Ann Marie Shillito presented a paper about the TACITUS project at the PixelRaiders 2 [6] conference in April 2004 at the Sheffield Hallam University. A practising applied artist herself, she shared her findings in regards to this project: 'Our research has identified that a niche exists, in the germinal phase of designing, for exploiting the potential of a digital medium with haptic feedback. Such an interface would enable idea formulation and creative activities to be performed with the same intuitive & fluid transmodal interaction as sketching on paper and with as great a sense and degree of engagement as in modelmaking.' [7] The stated aims of this three-year collaborative research project include the exploitation of the advantages of being able to work, think and respond in a virtual environment [to stay] more 'in touch' with creative working practices and to discover the degrees of multi-sensory feedback required for artists and designers to work intuitively using their tacit knowledge and skills. TACITUS was based on the Reachin Technologies using the Phantom Haptic Device that enables users to touch, feel and manipulate virtual environments. The user's dominant hand holds the finely engineered force feedback pen-like mechanism which has had its stylus tip accurately calibrated to the x,y,z co-ordinates of the virtual space.
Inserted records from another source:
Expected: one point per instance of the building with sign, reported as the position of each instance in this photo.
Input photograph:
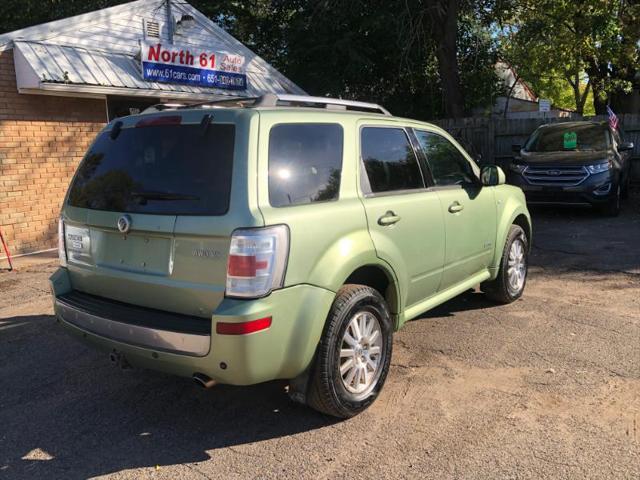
(60, 83)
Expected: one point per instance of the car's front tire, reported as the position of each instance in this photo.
(354, 354)
(509, 285)
(614, 204)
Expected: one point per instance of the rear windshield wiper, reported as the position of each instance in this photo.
(154, 195)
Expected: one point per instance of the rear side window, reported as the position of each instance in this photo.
(448, 165)
(389, 160)
(305, 163)
(161, 169)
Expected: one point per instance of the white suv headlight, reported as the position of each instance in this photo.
(517, 167)
(600, 167)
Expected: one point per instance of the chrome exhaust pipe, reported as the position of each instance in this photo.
(117, 359)
(203, 380)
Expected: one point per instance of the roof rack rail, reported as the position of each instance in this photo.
(272, 99)
(159, 107)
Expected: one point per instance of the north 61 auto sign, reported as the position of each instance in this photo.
(192, 66)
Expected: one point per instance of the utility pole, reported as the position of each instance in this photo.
(167, 4)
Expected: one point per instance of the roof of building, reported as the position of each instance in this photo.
(99, 53)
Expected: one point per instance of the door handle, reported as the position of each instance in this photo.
(456, 207)
(388, 218)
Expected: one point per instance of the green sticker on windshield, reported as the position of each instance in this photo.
(570, 140)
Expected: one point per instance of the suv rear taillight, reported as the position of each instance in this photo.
(257, 261)
(62, 251)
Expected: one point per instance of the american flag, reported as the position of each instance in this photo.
(613, 118)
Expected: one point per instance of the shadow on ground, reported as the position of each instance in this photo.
(67, 413)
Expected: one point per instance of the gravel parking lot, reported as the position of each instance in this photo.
(548, 387)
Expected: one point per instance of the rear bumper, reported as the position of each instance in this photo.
(283, 351)
(594, 190)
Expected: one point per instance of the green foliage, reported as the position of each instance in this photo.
(591, 46)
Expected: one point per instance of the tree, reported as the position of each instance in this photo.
(587, 44)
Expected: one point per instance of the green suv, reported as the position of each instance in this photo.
(280, 237)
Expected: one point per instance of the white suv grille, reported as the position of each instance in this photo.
(561, 176)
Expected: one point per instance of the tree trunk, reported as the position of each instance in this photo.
(599, 100)
(445, 32)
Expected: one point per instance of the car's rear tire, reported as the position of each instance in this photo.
(509, 285)
(354, 353)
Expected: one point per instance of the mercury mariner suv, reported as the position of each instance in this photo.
(279, 237)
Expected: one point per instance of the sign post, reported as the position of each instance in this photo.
(544, 105)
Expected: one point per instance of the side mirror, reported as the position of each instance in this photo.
(492, 175)
(625, 146)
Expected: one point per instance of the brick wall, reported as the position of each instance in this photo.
(42, 139)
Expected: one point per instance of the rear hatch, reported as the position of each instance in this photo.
(150, 212)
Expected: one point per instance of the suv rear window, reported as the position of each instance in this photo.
(305, 163)
(161, 169)
(389, 160)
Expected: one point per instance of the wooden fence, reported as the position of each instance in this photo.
(490, 139)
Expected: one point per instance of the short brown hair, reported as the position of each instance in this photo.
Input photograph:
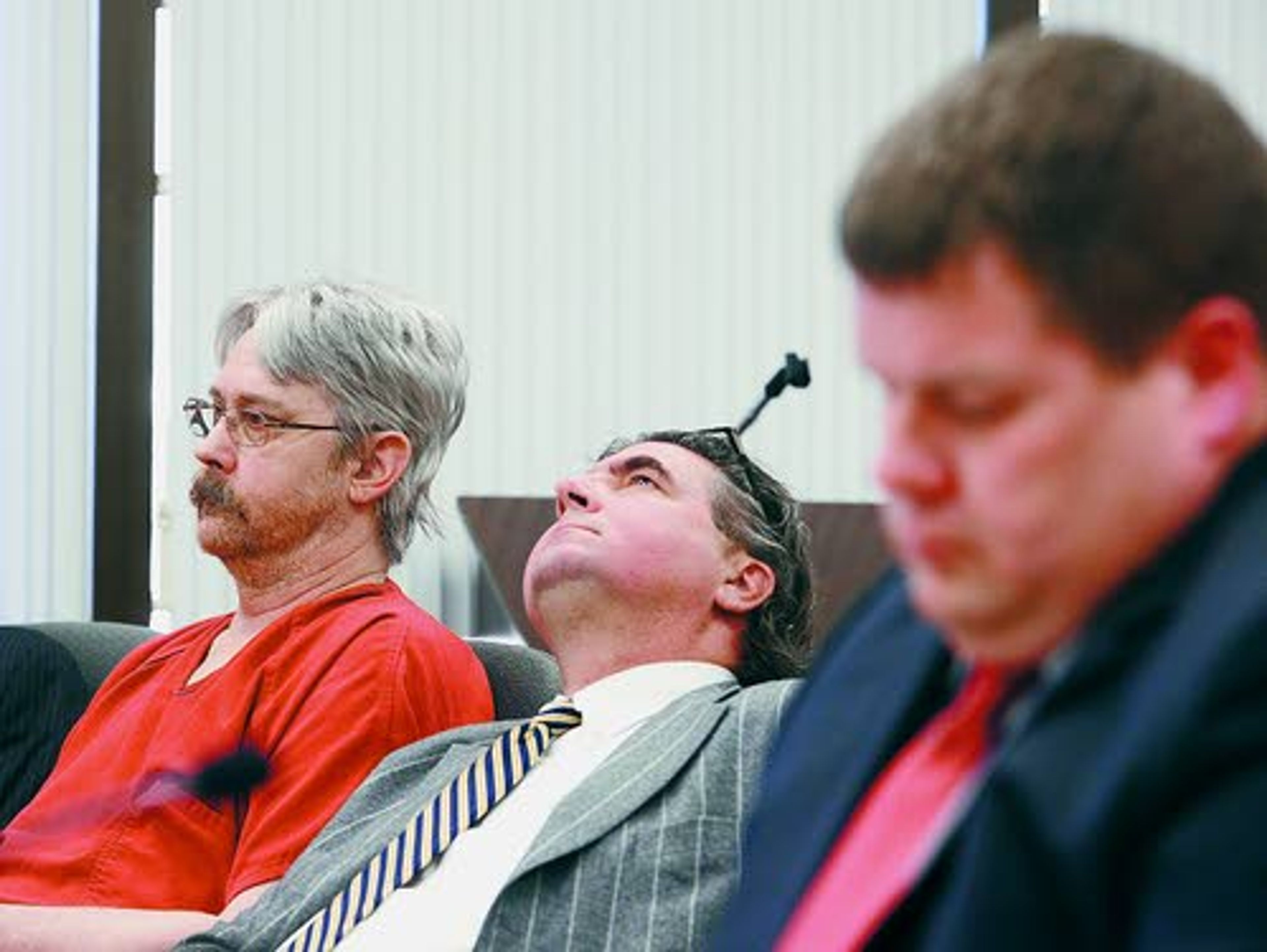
(1128, 188)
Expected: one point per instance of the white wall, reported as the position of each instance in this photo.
(626, 207)
(1223, 40)
(48, 168)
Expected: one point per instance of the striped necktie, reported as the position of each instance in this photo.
(464, 802)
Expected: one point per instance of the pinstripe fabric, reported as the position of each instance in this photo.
(641, 856)
(462, 804)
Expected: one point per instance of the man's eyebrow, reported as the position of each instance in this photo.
(256, 400)
(643, 461)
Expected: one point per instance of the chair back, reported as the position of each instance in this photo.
(523, 679)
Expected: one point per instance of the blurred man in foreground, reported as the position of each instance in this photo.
(1051, 732)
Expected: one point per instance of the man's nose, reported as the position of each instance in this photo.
(911, 466)
(216, 450)
(572, 493)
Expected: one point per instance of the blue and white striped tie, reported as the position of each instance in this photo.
(464, 802)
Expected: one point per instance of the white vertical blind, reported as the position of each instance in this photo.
(628, 209)
(1222, 40)
(48, 180)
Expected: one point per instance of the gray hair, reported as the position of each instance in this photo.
(384, 363)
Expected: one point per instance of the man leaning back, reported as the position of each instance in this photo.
(321, 436)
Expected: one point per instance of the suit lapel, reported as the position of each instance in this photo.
(870, 695)
(635, 773)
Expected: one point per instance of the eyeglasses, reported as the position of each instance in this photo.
(245, 427)
(730, 437)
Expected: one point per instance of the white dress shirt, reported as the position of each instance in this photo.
(445, 908)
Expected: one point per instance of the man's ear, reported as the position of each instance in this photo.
(748, 587)
(1220, 354)
(382, 461)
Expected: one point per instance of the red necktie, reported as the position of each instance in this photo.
(900, 825)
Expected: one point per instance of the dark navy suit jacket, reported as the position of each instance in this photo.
(1125, 806)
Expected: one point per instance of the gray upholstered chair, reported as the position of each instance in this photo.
(523, 679)
(97, 646)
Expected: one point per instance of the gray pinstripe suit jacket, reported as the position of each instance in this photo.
(643, 855)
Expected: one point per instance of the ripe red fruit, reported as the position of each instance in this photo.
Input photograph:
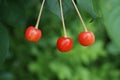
(64, 44)
(86, 38)
(32, 34)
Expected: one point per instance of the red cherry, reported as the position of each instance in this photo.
(64, 44)
(32, 34)
(86, 38)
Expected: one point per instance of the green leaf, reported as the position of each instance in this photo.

When I had 'first-hand' experience with such a device at the Haptic Workbench at Commonwealth Scientific and Industrial Research Organisation (CSIRO) in Australia, I was intrigued how convincingly once mind can be fooled by a simulated hand-eye interaction. After distorting virtual material for a while I noticed, that the hardest surface sensation the Phantom device was able to simulate was that of a cricket ball. When the simulated tool silently clicked against the virtual surface, it produced the feel of hitting leather. Being a silversmith I found this feedback irritating and distracting. This kind of research is an example of looking at the 'front-end', the input-side, trying to overcome the limitations of mouse and keyboard while interacting/modelling on CAD system. Over the last four years I was able to use a Rapid Prototyping facility at the Australian National University, Canberra, giving me direct access to the 'back-end', the output side of making based on new technology. I was able to explore the potential this technology holds for my own art practice in and for craft in general.
2 Processes and Outcomes
2.1 About rapid prototyping processes
The following is a brief description of Rapid Prototyping technologies in general and Fused Deposition Modelling (FDM) in particular.
Rapid Prototyping is the name given to a host of related technologies also known as layered manufacturing where a physical object gets directly built from 3D computer drawings (CAD). One can think of this as a printing out of real parts instead of paper documents. All Rapid Prototyping technologies have in common the adding and bonding of materials in layers. In order to build, lets say a cylinder, circular cross-sections are placed on top of each other like a stack of coins. Some use lasers to fuse powder or cure resin while FDM extrudes a plastic filament. There are more than sixty different Rapid Prototyping technologies known most of them under research, some are commercially available and established.